Posted by: , Posted on: - Categories: Capability

As a new member of BIS’s digital capability team, attending my first ‘Digital CapabiliTEA’ session was the perfect way to get to grips with how departments are approaching the issue of improving digital skills. Whether that’s getting colleagues to listen online or building more innovative services.

Cartoon ninjas.
Licence: Creative Commons Attribution StudioFibonacci/Openclipart

We have a network of digital buddies in BIS and I’ll be working with a new set of digital champions, so it was interesting to see how others are using this initiative. A notably creative solution was DFID’s introduction of the ‘Digital Ninjas’. They act as mentors for the technologically-challenged among us, with the added incentive of gaining bronze, silver or gold status. By engaging with digital, which could be anything from writing a blog to creating a Twitter list, the DFID Ninjas gain credibility. They even get issued stickers according to their status, which have been illustrated by an artistic colleague. It’s clearly a popular initiative, no doubt due in part to the honour of being able to class yourself a ‘gold ninja’. Another inventive offering is the new digital passport that the Department of Health is helping to roll out, which documents your digital training.
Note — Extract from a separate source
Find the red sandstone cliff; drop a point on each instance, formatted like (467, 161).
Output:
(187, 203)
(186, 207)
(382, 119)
A problem that kept coming up is the seemingly perpetual battle to dispel the fear that still surrounds the word ‘digital’. It seems that it’s not uncommon for people to see being ‘digital’ as synonymous with being profoundly technologically savvy – fixing laptops and writing codes. However as Tim Lloyd pointed out in his recent Digital Fortnight session at BIS, in reality being digital can be as simple as sending an email or searching for information on Google.

When it comes to reassuring people about digital, blogs are a great way to get the message across, but there is an obvious problem here: by using digital platforms to promote digital you’re effectively preaching to the converted. This near-paradoxical hurdle is the first challenge to overcome when trying to encourage people to engage online, and may need a different, more traditional approach.

Another point raised was how to measure digital skills levels. According to our own Digital Capability Review, around a fifth of the department considers themselves to have only a basic skill level, but it’s not unlikely that many of these people are vastly underestimating their ability. In the hope of combatting this, one department is developing an online assessment which determines staff members’ digital skills level with carefully chosen questions that ensure the respondents can’t overestimate or underestimate their ability. If this could be extended across the Civil Service then we could have a uniform way of measuring digital skills, meaning that you won’t unexpectedly go from ‘expert’ to ‘basic user’ upon visiting another department.

It’s clear that the Civil Service is covering huge ground with regards to being more digitally active, and it was great to hear how other teams are tackling the obstacles that arise. Perhaps in the not-too-distant future, BIS will have its own army of gold ninjas, for whom using digital is an instinctive response. In the meantime, I look forward to doing my bit on the digital capability team.